Abstract
The study of proteins in dendritic processes within the living brain is mainly hampered by the diffraction limit of light. STED microscopy is so far the only far-field light microscopy technique to overcome the diffraction limit and resolve dendritic spine plasticity at superresolution (nanoscopy) in the living mouse. After having tested several far-red fluorescent proteins in cell culture we report here STED microscopy of the far-red fluorescent protein mNeptune2, which showed best results for our application to superresolve actin filaments at a resolution of ~80 nm, and to observe morphological changes of actin in the cortex of a living mouse.
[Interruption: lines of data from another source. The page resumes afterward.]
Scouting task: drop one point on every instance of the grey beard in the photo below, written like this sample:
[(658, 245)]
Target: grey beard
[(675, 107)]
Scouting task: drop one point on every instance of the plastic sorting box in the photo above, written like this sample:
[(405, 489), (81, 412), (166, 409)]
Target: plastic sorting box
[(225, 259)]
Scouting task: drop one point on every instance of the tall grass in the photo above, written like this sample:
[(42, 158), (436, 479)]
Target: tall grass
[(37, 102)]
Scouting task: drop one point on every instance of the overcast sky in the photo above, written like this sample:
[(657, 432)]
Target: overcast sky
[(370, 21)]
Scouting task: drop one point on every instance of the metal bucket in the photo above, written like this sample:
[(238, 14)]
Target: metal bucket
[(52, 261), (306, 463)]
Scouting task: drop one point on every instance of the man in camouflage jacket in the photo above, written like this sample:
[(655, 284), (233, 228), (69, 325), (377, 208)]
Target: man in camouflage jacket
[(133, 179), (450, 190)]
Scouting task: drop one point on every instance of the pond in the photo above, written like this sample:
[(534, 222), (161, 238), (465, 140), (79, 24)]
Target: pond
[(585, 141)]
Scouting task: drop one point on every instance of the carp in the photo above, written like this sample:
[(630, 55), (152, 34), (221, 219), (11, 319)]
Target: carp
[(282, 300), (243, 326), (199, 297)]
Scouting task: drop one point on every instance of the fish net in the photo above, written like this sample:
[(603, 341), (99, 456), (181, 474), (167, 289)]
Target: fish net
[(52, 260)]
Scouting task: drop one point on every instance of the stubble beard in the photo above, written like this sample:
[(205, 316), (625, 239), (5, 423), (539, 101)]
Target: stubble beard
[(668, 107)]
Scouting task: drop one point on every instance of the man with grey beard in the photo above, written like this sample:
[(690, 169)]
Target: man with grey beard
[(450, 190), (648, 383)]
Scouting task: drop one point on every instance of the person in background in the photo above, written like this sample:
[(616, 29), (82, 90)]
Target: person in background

We illustrate in vivo far-red neuronal actin imaging in the living mouse brain with superresolution for time periods of up to one hour. Actin was visualized by fusing mNeptune2 to the actin labels Lifeact or Actin-Chromobody. We evaluated the concentration dependent influence of both actin labels on the appearance of dendritic spines; spine number was significantly reduced at high expression levels whereas spine morphology was normal at low expression.
Highlights
Neuronal synapses are the most basic functional units of the brain
We evaluated 14 different red and far-red fluorescent proteins (FP) fused to Lifeact in CV-1 cells (African green monkey Cercopithecus aethiops kidney cells), in terms of their suitability for STED microscopy (Supplementary Table S1)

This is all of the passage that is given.